L’allenamento iniziava sempre con il riscaldamento. Facevamo corsa leggera, esercizi per sciogliere i muscoli e tanta mobilità articolare. Era una parte importante per evitare infortuni e preparare il corpo.
Dopo il riscaldamento passavamo allo stretching. Questo era fondamentale nella ginnastica ritmica: lavoravamo tanto sulla flessibilità, facendo spaccate, ponti e altri esercizi che all’inizio erano difficili, ma con il tempo miglioravano.
La parte che preferivo era quella con gli attrezzi. Usavamo il nastro, la palla, il cerchio o le clavette e provavamo gli esercizi e le coreografie. Però non era facile come sembrava: spesso dovevamo provare gli stessi movimenti per mesi prima che venissero bene. A volte era frustrante, ma quando finalmente riuscivo a farli correttamente era una grande soddisfazione.
Alla fine dell’allenamento facevamo ancora un po’ di stretching per rilassare i muscoli.

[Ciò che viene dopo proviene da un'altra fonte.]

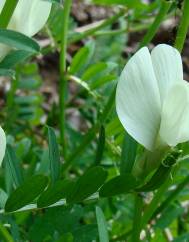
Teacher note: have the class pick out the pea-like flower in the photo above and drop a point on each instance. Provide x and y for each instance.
(152, 99)
(28, 18)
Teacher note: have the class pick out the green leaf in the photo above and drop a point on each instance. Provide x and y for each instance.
(100, 146)
(169, 215)
(7, 72)
(14, 57)
(182, 238)
(54, 155)
(128, 3)
(118, 185)
(26, 193)
(87, 184)
(18, 41)
(54, 193)
(102, 226)
(13, 165)
(128, 154)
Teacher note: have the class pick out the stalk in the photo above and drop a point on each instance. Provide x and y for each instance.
(183, 27)
(7, 13)
(63, 78)
(137, 218)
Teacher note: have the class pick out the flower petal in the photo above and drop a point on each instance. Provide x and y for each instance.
(2, 144)
(174, 126)
(138, 100)
(30, 16)
(167, 65)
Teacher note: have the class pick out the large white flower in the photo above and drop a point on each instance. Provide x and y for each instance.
(28, 18)
(152, 99)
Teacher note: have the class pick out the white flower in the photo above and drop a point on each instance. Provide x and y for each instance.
(28, 18)
(152, 99)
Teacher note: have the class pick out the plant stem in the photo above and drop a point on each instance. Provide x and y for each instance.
(165, 6)
(137, 218)
(183, 27)
(102, 25)
(91, 133)
(63, 78)
(153, 205)
(7, 13)
(172, 196)
(5, 234)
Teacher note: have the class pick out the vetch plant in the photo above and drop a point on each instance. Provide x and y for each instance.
(2, 144)
(28, 18)
(152, 101)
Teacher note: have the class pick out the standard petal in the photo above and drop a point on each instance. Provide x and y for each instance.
(174, 126)
(2, 144)
(167, 65)
(138, 100)
(30, 16)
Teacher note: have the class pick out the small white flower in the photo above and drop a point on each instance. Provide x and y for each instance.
(152, 99)
(28, 18)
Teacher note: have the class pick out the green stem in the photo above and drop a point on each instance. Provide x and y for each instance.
(165, 6)
(137, 218)
(91, 133)
(172, 196)
(153, 205)
(7, 12)
(63, 78)
(102, 25)
(5, 234)
(183, 27)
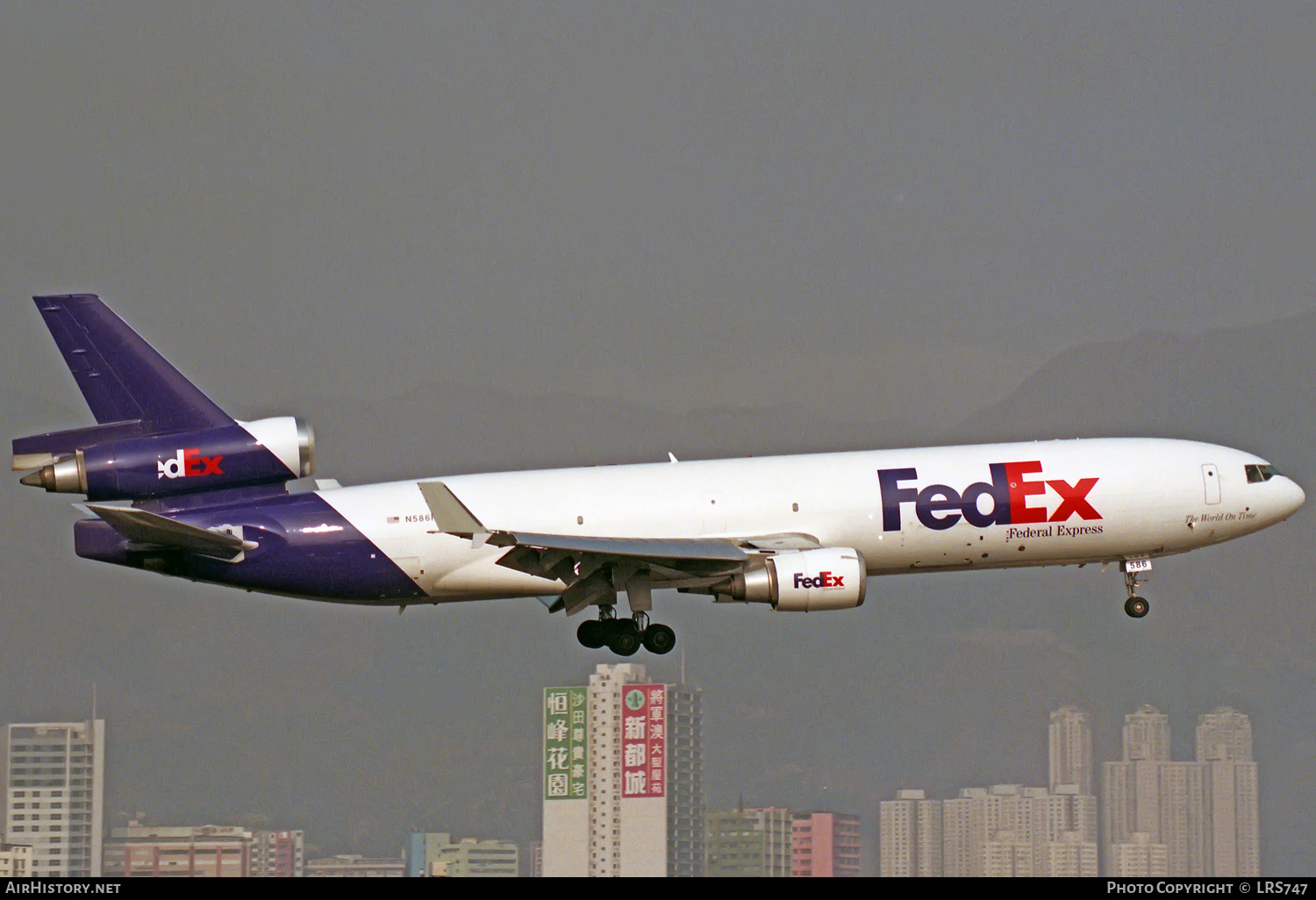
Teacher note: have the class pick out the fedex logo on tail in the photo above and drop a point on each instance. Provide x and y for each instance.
(941, 507)
(189, 463)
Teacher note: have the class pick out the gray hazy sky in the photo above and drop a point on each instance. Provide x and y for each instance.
(892, 210)
(865, 211)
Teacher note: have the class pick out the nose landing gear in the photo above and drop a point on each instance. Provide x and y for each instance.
(1134, 573)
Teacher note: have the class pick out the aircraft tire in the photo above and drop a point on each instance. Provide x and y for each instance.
(592, 633)
(624, 639)
(660, 639)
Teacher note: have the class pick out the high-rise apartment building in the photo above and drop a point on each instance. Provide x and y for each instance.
(278, 854)
(1139, 857)
(826, 844)
(15, 861)
(623, 776)
(437, 853)
(179, 852)
(1008, 829)
(747, 844)
(910, 836)
(1224, 749)
(1070, 739)
(54, 795)
(1205, 813)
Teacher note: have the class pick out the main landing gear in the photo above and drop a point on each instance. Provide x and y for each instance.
(1134, 573)
(626, 636)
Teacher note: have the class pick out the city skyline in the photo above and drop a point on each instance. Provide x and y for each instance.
(500, 239)
(915, 828)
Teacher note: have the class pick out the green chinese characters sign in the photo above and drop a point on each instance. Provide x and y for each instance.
(566, 731)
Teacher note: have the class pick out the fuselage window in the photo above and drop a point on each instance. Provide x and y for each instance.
(1260, 473)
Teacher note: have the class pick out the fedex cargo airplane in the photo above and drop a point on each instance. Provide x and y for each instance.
(176, 486)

Anche se ho smesso, la ginnastica ritmica è stata un’esperienza importante per me. Mi ha insegnato disciplina, impegno e a non arrendermi anche quando qualcosa sembrava troppo difficile. Mi ha lasciato tanti ricordi belli che porterò sempre con me.
E' interessante come descrivi un semplice allenamento. Cosa ti piaceva di più di questo sport?